Erik grinned. It lasted only a second, and he sounded like a father dealing with a young child when he said: "No, no, I'm not talking about me," he said.
Clearly not. But Rogue had powers that needed to be trained and wielded, and Erik could always take a page out of Charles's book. Charles, surely, would insist on training her himself, but she had been studying with Charles. What good would that do her? She wouldn't go anywhere if she continued under his tutelage.
"There are generous people here, Rogue. People who'd like nothing more than to see you succeed, and would be more than willing to endure a little pain in order to help. For me, my powers are strongest when I reach a certain mindset, when I'm at peace with my anger and find serenity somewhere in the chaos. For you, it may be about finding a similar state. Build your ability to hold your powers back, like damming a river."

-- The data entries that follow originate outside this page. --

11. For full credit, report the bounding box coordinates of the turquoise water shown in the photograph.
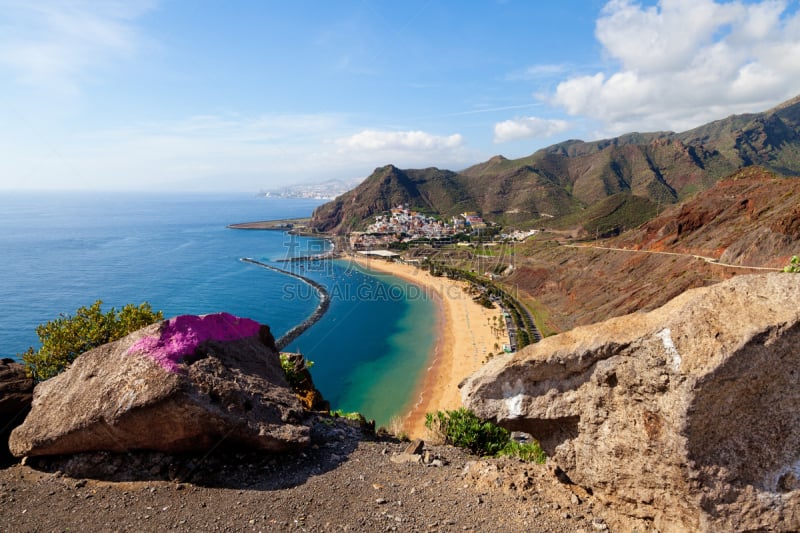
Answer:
[0,193,435,424]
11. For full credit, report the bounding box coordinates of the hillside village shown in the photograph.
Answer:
[350,204,537,250]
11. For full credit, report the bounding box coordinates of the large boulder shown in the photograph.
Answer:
[462,273,800,531]
[0,358,34,463]
[9,313,310,456]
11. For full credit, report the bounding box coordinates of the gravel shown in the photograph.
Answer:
[0,417,641,532]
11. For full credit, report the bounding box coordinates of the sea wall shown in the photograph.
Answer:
[242,257,331,351]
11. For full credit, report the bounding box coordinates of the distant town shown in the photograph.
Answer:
[259,178,362,200]
[350,204,536,250]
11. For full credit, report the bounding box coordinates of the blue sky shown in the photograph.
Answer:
[0,0,800,192]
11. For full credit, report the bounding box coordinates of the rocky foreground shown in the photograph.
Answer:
[0,418,624,532]
[0,273,800,533]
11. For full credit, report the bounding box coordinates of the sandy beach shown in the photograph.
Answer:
[348,255,508,438]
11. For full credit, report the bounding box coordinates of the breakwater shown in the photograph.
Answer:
[241,257,331,351]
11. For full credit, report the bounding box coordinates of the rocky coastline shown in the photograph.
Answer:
[242,257,331,350]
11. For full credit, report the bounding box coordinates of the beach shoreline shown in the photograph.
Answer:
[343,254,508,438]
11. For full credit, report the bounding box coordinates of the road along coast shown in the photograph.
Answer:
[343,254,508,438]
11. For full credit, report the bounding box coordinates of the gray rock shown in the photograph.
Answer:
[0,358,34,462]
[9,313,310,456]
[462,273,800,531]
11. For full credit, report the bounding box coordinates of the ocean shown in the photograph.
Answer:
[0,192,435,425]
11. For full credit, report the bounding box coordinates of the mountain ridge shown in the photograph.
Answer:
[311,95,800,233]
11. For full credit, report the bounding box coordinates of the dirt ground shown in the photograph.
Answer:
[0,418,646,532]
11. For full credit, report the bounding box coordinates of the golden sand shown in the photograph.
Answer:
[352,255,508,438]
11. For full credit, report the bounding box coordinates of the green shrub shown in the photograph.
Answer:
[331,409,365,422]
[497,440,547,464]
[425,407,510,455]
[425,407,547,464]
[18,300,164,381]
[280,353,314,389]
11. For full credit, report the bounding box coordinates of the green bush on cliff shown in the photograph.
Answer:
[425,407,547,464]
[425,407,510,455]
[19,300,164,381]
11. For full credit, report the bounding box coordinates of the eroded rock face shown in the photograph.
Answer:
[9,313,310,456]
[462,273,800,531]
[0,359,34,463]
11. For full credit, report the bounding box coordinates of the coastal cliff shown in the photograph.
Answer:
[462,273,800,531]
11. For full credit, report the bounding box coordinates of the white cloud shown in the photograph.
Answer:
[0,0,154,91]
[547,0,800,135]
[0,113,477,192]
[336,130,464,152]
[494,117,570,143]
[334,129,482,169]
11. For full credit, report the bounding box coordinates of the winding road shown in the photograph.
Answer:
[559,242,782,272]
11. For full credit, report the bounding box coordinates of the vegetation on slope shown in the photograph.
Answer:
[19,300,164,381]
[312,94,800,233]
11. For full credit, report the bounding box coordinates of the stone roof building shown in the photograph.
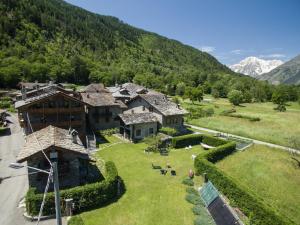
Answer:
[125,93,187,129]
[17,125,101,192]
[81,84,127,131]
[15,85,86,143]
[119,112,158,141]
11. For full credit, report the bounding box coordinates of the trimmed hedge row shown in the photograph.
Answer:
[194,142,294,225]
[25,161,124,215]
[172,134,202,148]
[172,134,228,148]
[201,134,228,147]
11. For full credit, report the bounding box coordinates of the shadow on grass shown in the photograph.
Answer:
[74,176,126,215]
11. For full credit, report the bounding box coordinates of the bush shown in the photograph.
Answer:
[99,128,119,136]
[182,177,194,186]
[192,205,207,216]
[187,107,215,119]
[194,215,215,225]
[159,127,179,136]
[25,162,125,215]
[194,142,294,225]
[186,187,199,195]
[227,114,260,122]
[172,134,202,148]
[202,134,228,147]
[68,215,84,225]
[185,194,202,205]
[220,109,236,116]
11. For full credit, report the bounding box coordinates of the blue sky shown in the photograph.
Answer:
[67,0,300,65]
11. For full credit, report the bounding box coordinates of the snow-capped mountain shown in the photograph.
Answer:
[230,56,283,77]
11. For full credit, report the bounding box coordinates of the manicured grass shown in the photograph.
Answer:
[182,96,300,146]
[216,145,300,224]
[77,138,204,225]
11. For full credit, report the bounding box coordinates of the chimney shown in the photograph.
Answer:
[21,86,27,101]
[71,129,78,144]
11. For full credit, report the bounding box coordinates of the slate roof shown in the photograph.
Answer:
[119,113,158,125]
[139,93,188,116]
[17,125,88,162]
[81,92,127,108]
[15,85,82,108]
[84,83,109,93]
[108,83,158,98]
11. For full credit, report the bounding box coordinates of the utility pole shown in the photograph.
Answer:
[50,151,62,225]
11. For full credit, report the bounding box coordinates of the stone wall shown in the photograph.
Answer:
[27,150,89,192]
[88,106,122,131]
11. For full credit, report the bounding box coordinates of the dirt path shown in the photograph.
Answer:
[186,124,300,155]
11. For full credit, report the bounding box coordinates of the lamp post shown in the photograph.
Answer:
[50,151,62,225]
[9,160,62,225]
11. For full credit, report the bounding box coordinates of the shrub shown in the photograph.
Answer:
[202,134,228,147]
[25,162,125,215]
[99,128,119,136]
[159,127,179,136]
[192,205,207,216]
[185,194,202,205]
[194,215,214,225]
[172,134,202,148]
[227,114,260,122]
[182,177,194,186]
[186,187,199,195]
[220,109,236,116]
[194,142,294,225]
[68,215,84,225]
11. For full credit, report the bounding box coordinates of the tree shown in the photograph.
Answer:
[272,88,288,112]
[228,90,243,105]
[211,88,220,98]
[188,87,203,104]
[243,91,253,103]
[176,82,185,96]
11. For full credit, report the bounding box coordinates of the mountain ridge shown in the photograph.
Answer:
[230,56,283,78]
[259,55,300,85]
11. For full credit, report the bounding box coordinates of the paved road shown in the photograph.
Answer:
[0,115,66,225]
[186,124,300,154]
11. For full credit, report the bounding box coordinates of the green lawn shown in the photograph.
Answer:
[216,145,300,224]
[77,138,204,225]
[182,96,300,146]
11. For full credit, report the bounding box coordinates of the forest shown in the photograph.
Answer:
[0,0,300,101]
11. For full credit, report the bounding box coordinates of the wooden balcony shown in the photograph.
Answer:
[32,120,84,130]
[28,107,84,114]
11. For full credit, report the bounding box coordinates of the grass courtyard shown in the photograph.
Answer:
[182,96,300,146]
[216,145,300,224]
[76,137,204,225]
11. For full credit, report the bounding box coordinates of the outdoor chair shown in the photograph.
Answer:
[160,169,168,175]
[152,163,161,170]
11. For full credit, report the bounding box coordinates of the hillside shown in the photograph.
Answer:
[230,56,283,78]
[0,0,256,88]
[260,55,300,84]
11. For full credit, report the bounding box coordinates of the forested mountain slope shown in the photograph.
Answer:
[0,0,276,99]
[260,55,300,85]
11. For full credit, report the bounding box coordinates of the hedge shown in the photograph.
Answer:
[172,134,202,148]
[202,134,228,147]
[25,161,125,215]
[172,134,228,148]
[194,142,294,225]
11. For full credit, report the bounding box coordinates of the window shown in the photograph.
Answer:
[135,129,142,137]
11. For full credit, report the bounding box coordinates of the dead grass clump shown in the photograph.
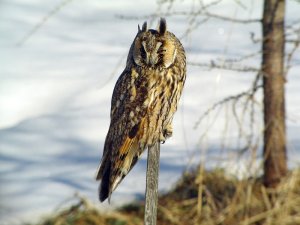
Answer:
[27,169,300,225]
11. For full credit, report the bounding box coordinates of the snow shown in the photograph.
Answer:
[0,0,300,224]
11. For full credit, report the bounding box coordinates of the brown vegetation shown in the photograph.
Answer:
[28,169,300,225]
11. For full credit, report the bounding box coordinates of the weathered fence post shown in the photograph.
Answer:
[144,142,160,225]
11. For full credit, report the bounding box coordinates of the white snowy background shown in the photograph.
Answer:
[0,0,300,224]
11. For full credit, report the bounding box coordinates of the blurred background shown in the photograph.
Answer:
[0,0,300,224]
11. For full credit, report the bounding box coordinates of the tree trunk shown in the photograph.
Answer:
[262,0,287,187]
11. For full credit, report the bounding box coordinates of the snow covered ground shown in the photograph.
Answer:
[0,0,300,224]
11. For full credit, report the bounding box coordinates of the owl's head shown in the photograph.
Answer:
[133,18,177,68]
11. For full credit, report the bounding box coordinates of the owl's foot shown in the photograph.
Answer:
[160,124,173,144]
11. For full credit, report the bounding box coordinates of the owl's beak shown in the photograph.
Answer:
[147,54,157,66]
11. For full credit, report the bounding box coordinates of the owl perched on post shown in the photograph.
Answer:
[96,18,186,202]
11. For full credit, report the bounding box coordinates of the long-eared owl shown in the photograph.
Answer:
[96,18,186,202]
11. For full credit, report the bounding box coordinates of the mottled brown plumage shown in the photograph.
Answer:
[96,19,186,201]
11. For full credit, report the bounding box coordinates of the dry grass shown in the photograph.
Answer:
[28,169,300,225]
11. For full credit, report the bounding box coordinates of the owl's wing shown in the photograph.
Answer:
[96,69,149,201]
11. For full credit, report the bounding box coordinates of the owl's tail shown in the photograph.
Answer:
[99,160,111,202]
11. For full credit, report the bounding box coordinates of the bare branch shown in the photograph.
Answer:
[194,85,262,129]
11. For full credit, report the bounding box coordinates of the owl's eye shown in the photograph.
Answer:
[157,47,167,54]
[140,45,146,59]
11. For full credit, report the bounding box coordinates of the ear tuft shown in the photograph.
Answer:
[158,18,167,35]
[142,22,147,32]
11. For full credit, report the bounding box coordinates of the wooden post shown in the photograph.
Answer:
[144,142,160,225]
[262,0,287,188]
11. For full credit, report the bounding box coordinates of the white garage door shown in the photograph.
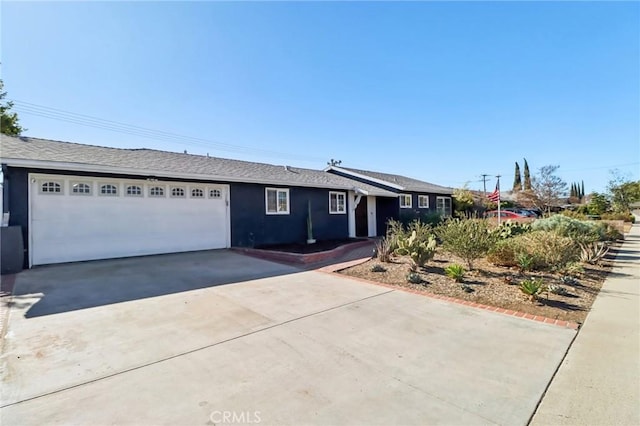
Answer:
[29,174,230,265]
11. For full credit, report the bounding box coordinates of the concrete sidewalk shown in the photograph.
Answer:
[530,224,640,425]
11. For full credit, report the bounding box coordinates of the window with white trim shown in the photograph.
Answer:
[149,186,164,197]
[171,186,185,198]
[436,197,451,216]
[329,191,347,214]
[40,181,62,194]
[71,182,91,195]
[399,194,413,209]
[125,185,142,197]
[265,188,289,214]
[100,183,118,196]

“ … that’s a good thought.” And honestly, there had been a thousand offers. People like the Rogue from the other world, from Betsy. They had all indicated that there was nothing so close as mutants. That family such as they came above all else. And so she believed them, too. But there was something to be said for going outside the circle of trust to gain that place between rage and serenity.
“If you hold your power so deep in your mind, who’s to say mine’s not a physical strength. I’m going to have to buck up and test this theory.” A smile.
Erik smiled fondly in return. "We never realize our full potential until we try," he said. It was the sort of thing Charles would say; Charles didn't have terrible ideas all the time. He believed in training mutants, believed in teaching them to control and refine their gifts, but then what? They came out of training with Charles stronger and better, and then wasted their time playing nice with people who hated them.
That was neither here nor there. The first part of it was good.
"So you're right. I do think you need to buck up and test this theory."